Я говорил от имени России, Ее уполномочен правотой, Чтоб излагать с достойной прямотой Ее приказов формулы простые. Я был политработником. Три года — Сорок второй и два еще потом. Политработа — трудная работа. Работали ее таким путем: Стою перед шеренгами неплотными, Рассеянными час назад в бою, Перед голодными, перед холодными, Голодный и холодный. Так! Стою. Им хлеб не выдан, им патрон недодано. Который день поспать им не дают. И я напоминаю им про родину. Молчат. Поют. И в новый бой идут. Все то, что в письмах им писали из дому, Все то, что в песнях с их судьбой сплелось, Все это снова, заново и сызнова, Коротким словом — родина — звалось. Я этот день, Воспоминанье это, Как справку собираюсь предъявить, Затем, чтоб в новой должности — поэта — От имени России говорить.

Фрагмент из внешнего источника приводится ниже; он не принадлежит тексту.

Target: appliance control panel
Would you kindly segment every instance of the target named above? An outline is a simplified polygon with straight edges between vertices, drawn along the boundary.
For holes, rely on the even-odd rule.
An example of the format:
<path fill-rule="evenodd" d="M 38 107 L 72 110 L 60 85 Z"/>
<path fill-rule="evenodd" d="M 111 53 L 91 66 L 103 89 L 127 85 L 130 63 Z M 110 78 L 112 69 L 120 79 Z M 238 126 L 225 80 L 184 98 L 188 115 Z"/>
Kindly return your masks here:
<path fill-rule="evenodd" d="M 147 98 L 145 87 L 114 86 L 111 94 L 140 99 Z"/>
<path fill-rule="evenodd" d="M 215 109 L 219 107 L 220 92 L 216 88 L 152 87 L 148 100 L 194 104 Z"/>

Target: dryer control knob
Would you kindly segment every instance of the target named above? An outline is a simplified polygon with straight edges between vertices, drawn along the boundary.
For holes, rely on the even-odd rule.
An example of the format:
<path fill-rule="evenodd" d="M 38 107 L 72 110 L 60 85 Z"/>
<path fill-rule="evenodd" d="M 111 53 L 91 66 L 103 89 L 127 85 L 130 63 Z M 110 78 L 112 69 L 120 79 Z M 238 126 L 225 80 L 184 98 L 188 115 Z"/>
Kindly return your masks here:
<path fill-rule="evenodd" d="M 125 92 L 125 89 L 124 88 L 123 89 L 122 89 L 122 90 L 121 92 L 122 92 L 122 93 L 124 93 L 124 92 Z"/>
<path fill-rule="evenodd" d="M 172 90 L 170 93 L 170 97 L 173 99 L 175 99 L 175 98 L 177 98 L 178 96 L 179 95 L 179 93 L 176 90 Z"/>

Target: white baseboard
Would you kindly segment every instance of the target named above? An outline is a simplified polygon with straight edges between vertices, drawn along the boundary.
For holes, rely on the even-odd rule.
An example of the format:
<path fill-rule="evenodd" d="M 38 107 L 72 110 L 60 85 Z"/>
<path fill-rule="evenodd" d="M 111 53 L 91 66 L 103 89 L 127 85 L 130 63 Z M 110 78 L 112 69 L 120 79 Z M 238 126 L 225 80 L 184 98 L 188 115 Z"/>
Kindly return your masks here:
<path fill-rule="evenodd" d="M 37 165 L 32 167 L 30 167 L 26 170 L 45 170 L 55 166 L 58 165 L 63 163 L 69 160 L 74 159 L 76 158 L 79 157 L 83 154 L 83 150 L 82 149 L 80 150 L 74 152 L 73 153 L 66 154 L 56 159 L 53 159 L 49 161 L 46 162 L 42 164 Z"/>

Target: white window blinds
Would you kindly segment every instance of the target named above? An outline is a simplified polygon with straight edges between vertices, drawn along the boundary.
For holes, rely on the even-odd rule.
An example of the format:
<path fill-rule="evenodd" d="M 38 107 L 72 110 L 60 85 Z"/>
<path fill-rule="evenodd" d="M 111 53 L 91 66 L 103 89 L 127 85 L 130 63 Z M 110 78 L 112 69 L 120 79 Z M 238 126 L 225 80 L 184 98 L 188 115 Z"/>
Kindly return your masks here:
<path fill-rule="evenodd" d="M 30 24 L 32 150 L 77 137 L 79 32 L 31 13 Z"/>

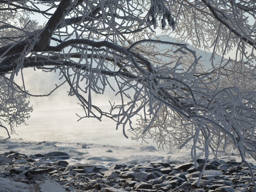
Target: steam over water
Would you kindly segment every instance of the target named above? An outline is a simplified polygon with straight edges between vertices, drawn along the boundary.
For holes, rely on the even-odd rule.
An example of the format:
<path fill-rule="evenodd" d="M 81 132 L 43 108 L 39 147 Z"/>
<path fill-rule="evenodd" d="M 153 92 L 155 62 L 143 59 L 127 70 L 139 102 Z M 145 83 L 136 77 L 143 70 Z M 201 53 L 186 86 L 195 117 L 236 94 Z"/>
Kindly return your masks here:
<path fill-rule="evenodd" d="M 19 135 L 13 134 L 11 138 L 21 138 L 35 141 L 69 141 L 119 146 L 141 144 L 140 142 L 132 140 L 132 133 L 128 131 L 126 133 L 129 138 L 125 138 L 123 134 L 122 127 L 116 130 L 116 123 L 109 118 L 103 118 L 101 122 L 95 118 L 84 118 L 77 122 L 79 118 L 76 113 L 81 116 L 84 114 L 81 108 L 34 111 L 26 122 L 28 125 L 22 124 L 15 128 Z M 4 130 L 0 132 L 4 136 Z"/>

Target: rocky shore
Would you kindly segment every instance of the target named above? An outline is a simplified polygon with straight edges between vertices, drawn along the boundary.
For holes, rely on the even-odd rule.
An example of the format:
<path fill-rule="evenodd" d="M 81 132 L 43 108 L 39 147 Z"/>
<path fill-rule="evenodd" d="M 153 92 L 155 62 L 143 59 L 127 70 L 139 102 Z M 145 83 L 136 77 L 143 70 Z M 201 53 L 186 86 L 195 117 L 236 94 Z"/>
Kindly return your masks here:
<path fill-rule="evenodd" d="M 240 191 L 251 179 L 248 167 L 234 161 L 208 162 L 198 187 L 204 159 L 197 160 L 196 169 L 193 162 L 75 166 L 66 161 L 69 158 L 61 152 L 1 154 L 0 191 L 233 192 Z M 245 191 L 256 192 L 256 187 L 249 185 Z"/>

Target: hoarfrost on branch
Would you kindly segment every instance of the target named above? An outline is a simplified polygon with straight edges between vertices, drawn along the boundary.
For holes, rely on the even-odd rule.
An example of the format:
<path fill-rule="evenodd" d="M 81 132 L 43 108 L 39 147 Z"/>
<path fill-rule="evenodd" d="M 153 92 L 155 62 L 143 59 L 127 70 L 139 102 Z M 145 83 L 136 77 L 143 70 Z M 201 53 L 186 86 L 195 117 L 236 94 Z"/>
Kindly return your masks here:
<path fill-rule="evenodd" d="M 84 116 L 111 118 L 126 137 L 128 129 L 134 139 L 153 138 L 160 148 L 188 147 L 195 160 L 200 150 L 207 158 L 210 151 L 217 158 L 237 150 L 249 167 L 246 157 L 256 159 L 255 1 L 0 3 L 8 18 L 1 20 L 0 30 L 6 33 L 0 42 L 0 73 L 10 86 L 14 88 L 15 75 L 25 68 L 55 72 L 69 85 L 69 95 L 78 98 Z M 29 20 L 33 13 L 45 24 Z M 156 31 L 193 48 L 161 40 Z M 210 69 L 196 48 L 212 53 Z M 15 86 L 26 93 L 22 85 Z M 107 87 L 122 102 L 111 104 L 109 112 L 92 96 Z"/>

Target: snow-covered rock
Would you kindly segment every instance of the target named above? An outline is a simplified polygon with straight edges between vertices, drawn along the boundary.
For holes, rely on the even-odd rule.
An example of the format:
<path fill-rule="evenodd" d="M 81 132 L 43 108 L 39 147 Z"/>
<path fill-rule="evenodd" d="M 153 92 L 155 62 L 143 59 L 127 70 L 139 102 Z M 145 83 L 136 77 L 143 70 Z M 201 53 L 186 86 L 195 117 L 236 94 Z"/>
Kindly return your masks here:
<path fill-rule="evenodd" d="M 142 147 L 140 148 L 140 150 L 142 151 L 158 151 L 157 149 L 155 147 L 152 145 Z"/>
<path fill-rule="evenodd" d="M 5 164 L 10 164 L 12 160 L 7 157 L 0 157 L 0 165 L 4 165 Z"/>
<path fill-rule="evenodd" d="M 66 192 L 66 190 L 59 183 L 46 180 L 40 186 L 40 192 Z"/>
<path fill-rule="evenodd" d="M 27 184 L 14 181 L 5 178 L 1 178 L 0 191 L 2 192 L 31 192 L 35 190 L 32 187 Z"/>
<path fill-rule="evenodd" d="M 113 187 L 108 187 L 102 188 L 100 192 L 126 192 L 125 191 L 116 189 Z"/>

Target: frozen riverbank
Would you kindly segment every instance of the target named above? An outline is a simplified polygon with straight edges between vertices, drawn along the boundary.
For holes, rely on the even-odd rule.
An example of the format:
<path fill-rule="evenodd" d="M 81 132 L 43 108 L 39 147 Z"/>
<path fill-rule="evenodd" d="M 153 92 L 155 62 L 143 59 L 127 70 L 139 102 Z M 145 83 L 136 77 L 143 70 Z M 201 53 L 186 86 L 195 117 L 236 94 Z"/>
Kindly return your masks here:
<path fill-rule="evenodd" d="M 1 192 L 235 192 L 251 178 L 239 162 L 209 160 L 198 185 L 205 159 L 196 168 L 188 152 L 152 146 L 5 141 L 0 150 Z"/>

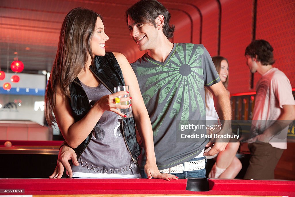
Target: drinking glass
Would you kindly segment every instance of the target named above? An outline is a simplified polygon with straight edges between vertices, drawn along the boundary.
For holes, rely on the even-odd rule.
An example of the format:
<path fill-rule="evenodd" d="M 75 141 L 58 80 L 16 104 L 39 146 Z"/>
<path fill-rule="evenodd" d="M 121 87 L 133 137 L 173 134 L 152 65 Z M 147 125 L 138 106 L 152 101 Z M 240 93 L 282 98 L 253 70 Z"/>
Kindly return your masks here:
<path fill-rule="evenodd" d="M 120 92 L 120 91 L 127 91 L 127 92 L 129 92 L 129 86 L 117 86 L 117 87 L 114 87 L 114 92 Z M 124 97 L 130 97 L 130 96 L 129 94 L 127 94 L 126 95 L 121 95 L 118 97 L 119 98 L 124 98 Z M 129 105 L 131 104 L 131 101 L 129 100 L 127 101 L 124 101 L 123 102 L 120 102 L 118 103 L 117 103 L 118 105 Z M 117 108 L 117 109 L 120 111 L 121 113 L 126 115 L 127 117 L 123 117 L 123 116 L 121 116 L 119 115 L 118 116 L 118 118 L 119 119 L 122 119 L 123 118 L 131 118 L 133 116 L 132 115 L 132 107 L 130 107 L 127 108 L 127 109 L 118 109 Z"/>

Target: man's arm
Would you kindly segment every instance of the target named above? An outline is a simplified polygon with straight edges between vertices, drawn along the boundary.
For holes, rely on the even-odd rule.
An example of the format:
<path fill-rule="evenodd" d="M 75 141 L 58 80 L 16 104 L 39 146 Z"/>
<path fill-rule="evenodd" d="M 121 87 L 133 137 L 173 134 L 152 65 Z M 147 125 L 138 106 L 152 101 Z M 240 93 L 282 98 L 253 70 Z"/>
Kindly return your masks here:
<path fill-rule="evenodd" d="M 221 82 L 207 88 L 213 95 L 214 107 L 219 120 L 222 121 L 222 120 L 225 121 L 222 125 L 221 130 L 218 133 L 222 134 L 230 133 L 231 132 L 232 112 L 230 98 L 227 91 Z M 209 142 L 206 146 L 211 146 L 212 148 L 208 152 L 204 153 L 204 155 L 213 155 L 220 151 L 223 151 L 228 143 L 225 142 Z"/>
<path fill-rule="evenodd" d="M 276 121 L 262 133 L 251 139 L 251 142 L 269 142 L 275 136 L 295 120 L 295 105 L 286 105 L 282 107 L 282 113 Z"/>

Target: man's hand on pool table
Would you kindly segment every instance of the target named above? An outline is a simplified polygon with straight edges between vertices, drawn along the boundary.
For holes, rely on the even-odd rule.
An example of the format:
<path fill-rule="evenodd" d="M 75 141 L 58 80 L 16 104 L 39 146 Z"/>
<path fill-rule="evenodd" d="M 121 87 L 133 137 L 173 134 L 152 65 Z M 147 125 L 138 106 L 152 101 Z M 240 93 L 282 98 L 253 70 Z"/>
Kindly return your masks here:
<path fill-rule="evenodd" d="M 73 175 L 72 168 L 69 163 L 69 160 L 72 160 L 73 164 L 75 166 L 79 165 L 79 163 L 77 160 L 77 155 L 73 149 L 67 145 L 64 145 L 60 147 L 58 153 L 58 158 L 57 159 L 56 167 L 49 178 L 60 178 L 63 176 L 64 170 L 64 166 L 68 173 L 70 178 Z"/>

Судьба детских воздушных шаров
Если срываются с ниток шары, то ли от дикой июльской жары, то ли от качества ниток плохого, то ли от вдаль устремленья лихого, — все они в тучах не пропадут, даже когда в облаках пропадают, лопнуть — не лопнут, не вовсе растают. Все они к летчикам мертвым придут. Летчикам наших воздушных флотов, испепеленным, сожженным, спаленным, детские шарики вместо цветов. Там, в небесах, собирается пленум, форум, симпозиум разных цветов. Разных раскрасок и разных сортов. Там получают летнабы[5] шары, и бортрадисты, и бортмеханики: все, кто разбился, все, кто без паники переселился в иные миры. Все получают по детскому шару, с ниткой оборванною при нем: все, кто не вышел тогда из пожара, все, кто ушел, полыхая огнем. Кропотово
Кроме крыши рейхстага, брянских лесов, севастопольской канонады, есть фронты, не подавшие голосов. Эти тоже выслушать надо. Очень многие знают, где оно, безымянное Бородино: это — Кропотово, возле Ржева, от дороги свернуть налево. Там домов не более двадцати было. Сколько осталось — не знаю. У советской огромной земли — в груди то село, словно рана сквозная. Стопроцентно выбыли политруки. Девяносто пять — командиры. И село (головешки да угольки) из рук в руки переходило. А медали за Кропотово нет? Нет, за него не давали медали. Я пишу, а сейчас там, конечно, рассвет и ржаные желтые дали, и, наверно, комбайн идет по ржи или трактор пни корчует, и свободно проходят все рубежи, и не знают, не слышат, не чуют. Кельнская яма
Нас было семьдесят тысяч пленных В большом овраге с крутыми краями. Лежим, безмолвно и дерзновенно. Мрем с голодухи в Кельнской яме. Над краем оврага утоптана площадь — До самого края спускается криво. Раз в день на площадь выводят лошадь, Живую сталкивают с обрыва. Пока она свергается в яму, Пока ее делим на доли неравно, Пока по конине молотим зубами, — О бюргеры Кельна, да будет вам срамно! О граждане Кельна, как же так? Вы, трезвые, честные, где же вы были, Когда, зеленее, чем медный пятак, Мы в Кельнской яме с голоду выли? Собрав свои последние силы, Мы выскребли надпись на стенке отвесной, Короткую надпись над нашей могилой — Письмо солдату страны Советской. «Товарищ боец, остановись над нами, Над нами, над нами, над белыми костями. Нас было семьдесят тысяч пленных, Мы пали за родину в Кельнской яме!» Когда в подлецы вербовать нас хотели, Когда нам о хлебе кричали с оврага, Когда патефоны о женщинах пели, Партийцы шептали: «Ни шагу, ни шагу…» Читайте надпись над нашей могилой! Да будем достойны посмертной славы! А если кто больше терпеть не в силах, Партком разрешает самоубийство слабым. О вы, кто наши души живые Хотели купить за похлебку с кашей, Смотрите, как, мясо с ладони выев, Кончают жизнь товарищи наши! Землю роем, скребем ногтями, Стоном стонем в Кельнской яме, Но все остается — как было, как было! — Каша с вами, а души с нами. «Расстреливали Ваньку-взводного…»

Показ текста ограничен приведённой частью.